Instant Pot Pineapple Upside Down Cake

This Instant Pot Pineapple Upside Down Cake is a crowd-pleaser! Moist cake, juicy pineapple, and cherries create a stunning dessert.
Prep Time 20 minutes
Cook Time 40 minutes
Total Time 1 hour
Servings: 8 servings
Course: Dessert
Cuisine: American

Ingredients
  

  • 18 maraschino cherries
  • 20 ounces pineapple slices canned (whole)
  • 4 tablespoons unsalted butter melted
  • 2 tablespoons pineapple juice
  • ½ cup brown sugar
  • ½ teaspoon cinnamon
  • ¼ teaspoon nutmeg
  • 1 teaspoon coconut extract
  • 1 teaspoon lime juice
  • 1 ½ cups all-purpose flour
  • 2 teaspoons baking powder
  • ¼ teaspoon salt
  • ¼ cup unsalted butter softened to room temperature
  • cup sugar
  • ½ cup dark brown sugar packed
  • 1 whole egg
  • 1 cup coconut milk

Equipment

  • Instant Pot
  • 6-inch round cake pan
  • Mixing bowls
  • Measuring cups and spoons
  • Rubber spatula
  • Cooking Spray

Method
 

  1. Start by greasing your 6-inch round cake pan with cooking spray.

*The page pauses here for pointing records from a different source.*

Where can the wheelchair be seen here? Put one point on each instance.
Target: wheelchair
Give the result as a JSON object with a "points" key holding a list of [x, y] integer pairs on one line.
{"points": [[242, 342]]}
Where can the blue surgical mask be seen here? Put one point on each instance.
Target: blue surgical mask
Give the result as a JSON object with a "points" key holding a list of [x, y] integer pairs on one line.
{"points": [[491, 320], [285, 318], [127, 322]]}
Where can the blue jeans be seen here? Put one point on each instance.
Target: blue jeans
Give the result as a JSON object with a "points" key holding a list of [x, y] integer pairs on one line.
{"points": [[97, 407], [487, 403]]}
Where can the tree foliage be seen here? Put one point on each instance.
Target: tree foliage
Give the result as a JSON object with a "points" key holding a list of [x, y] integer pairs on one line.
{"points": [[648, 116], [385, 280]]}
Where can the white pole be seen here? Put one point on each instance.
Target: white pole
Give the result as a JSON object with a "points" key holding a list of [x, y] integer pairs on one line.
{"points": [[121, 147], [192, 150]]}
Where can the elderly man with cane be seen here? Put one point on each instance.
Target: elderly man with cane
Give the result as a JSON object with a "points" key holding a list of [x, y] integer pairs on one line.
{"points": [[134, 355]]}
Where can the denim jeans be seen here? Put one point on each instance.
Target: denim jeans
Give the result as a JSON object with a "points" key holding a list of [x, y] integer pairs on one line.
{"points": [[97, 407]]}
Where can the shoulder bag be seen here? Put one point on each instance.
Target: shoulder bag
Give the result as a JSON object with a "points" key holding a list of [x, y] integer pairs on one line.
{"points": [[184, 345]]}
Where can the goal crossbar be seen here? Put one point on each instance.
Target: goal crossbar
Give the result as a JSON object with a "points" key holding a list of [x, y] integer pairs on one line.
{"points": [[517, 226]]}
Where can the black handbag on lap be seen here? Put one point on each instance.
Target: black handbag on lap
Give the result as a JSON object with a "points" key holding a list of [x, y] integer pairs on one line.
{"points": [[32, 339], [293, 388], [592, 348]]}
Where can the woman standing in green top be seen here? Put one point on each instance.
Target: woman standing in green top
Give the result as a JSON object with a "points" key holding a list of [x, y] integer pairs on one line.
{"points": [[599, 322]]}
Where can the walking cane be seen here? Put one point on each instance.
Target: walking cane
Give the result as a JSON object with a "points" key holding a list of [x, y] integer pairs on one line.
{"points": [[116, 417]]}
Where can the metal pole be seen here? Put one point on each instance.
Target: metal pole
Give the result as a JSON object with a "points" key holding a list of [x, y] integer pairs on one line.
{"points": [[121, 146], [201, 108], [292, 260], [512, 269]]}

This will help the cake release easily after cooking.
  2. In a small bowl, combine the melted butter, 2 tablespoons of pineapple juice, brown sugar, cinnamon, and nutmeg. Mix until well combined. Pour this mixture into the bottom of the prepared cake pan.
  3. Place the pineapple slices in a single layer over the sugar mixture. Make sure to cover the bottom completely. Nestle the maraschino cherries in the center of each pineapple ring and in any open spots for added color and flavor.
  4. In a large mixing bowl, cream together the softened butter, white sugar, and dark brown sugar until light and fluffy. Add the egg, coconut extract, and lime juice, mixing until well incorporated.
  5. In another bowl, whisk together the flour, baking powder, and salt. Gradually add this dry mixture to the wet ingredients, alternating with the coconut milk. Mix until just combined; be careful not to overmix.
  6. Carefully pour the cake batter over the arranged pineapple and cherries in the cake pan, spreading it evenly with a spatula.
  7. Add 1 cup of water to the bottom of the Instant Pot. Place a trivet in the pot and carefully lower the cake pan onto the trivet.
  8. Close the lid, set the valve to sealing, and cook on high pressure for 40 minutes. Once the cooking time is complete, allow the pressure to release naturally for 10-15 minutes, then do a quick release for any remaining pressure.
  9. Carefully remove the cake pan from the Instant Pot and let it cool for about 10 minutes. Run a knife around the edges to loosen the cake, then invert it onto a serving plate. Let it cool for a few more minutes before slicing and serving.

Notes

  • Store in an airtight container at room temperature for up to 3 days.
  • For longer storage, refrigerate for up to 5-7 days.
  • Freezing is an option! Wrap slices tightly in plastic wrap and foil, then freeze for up to 3 months.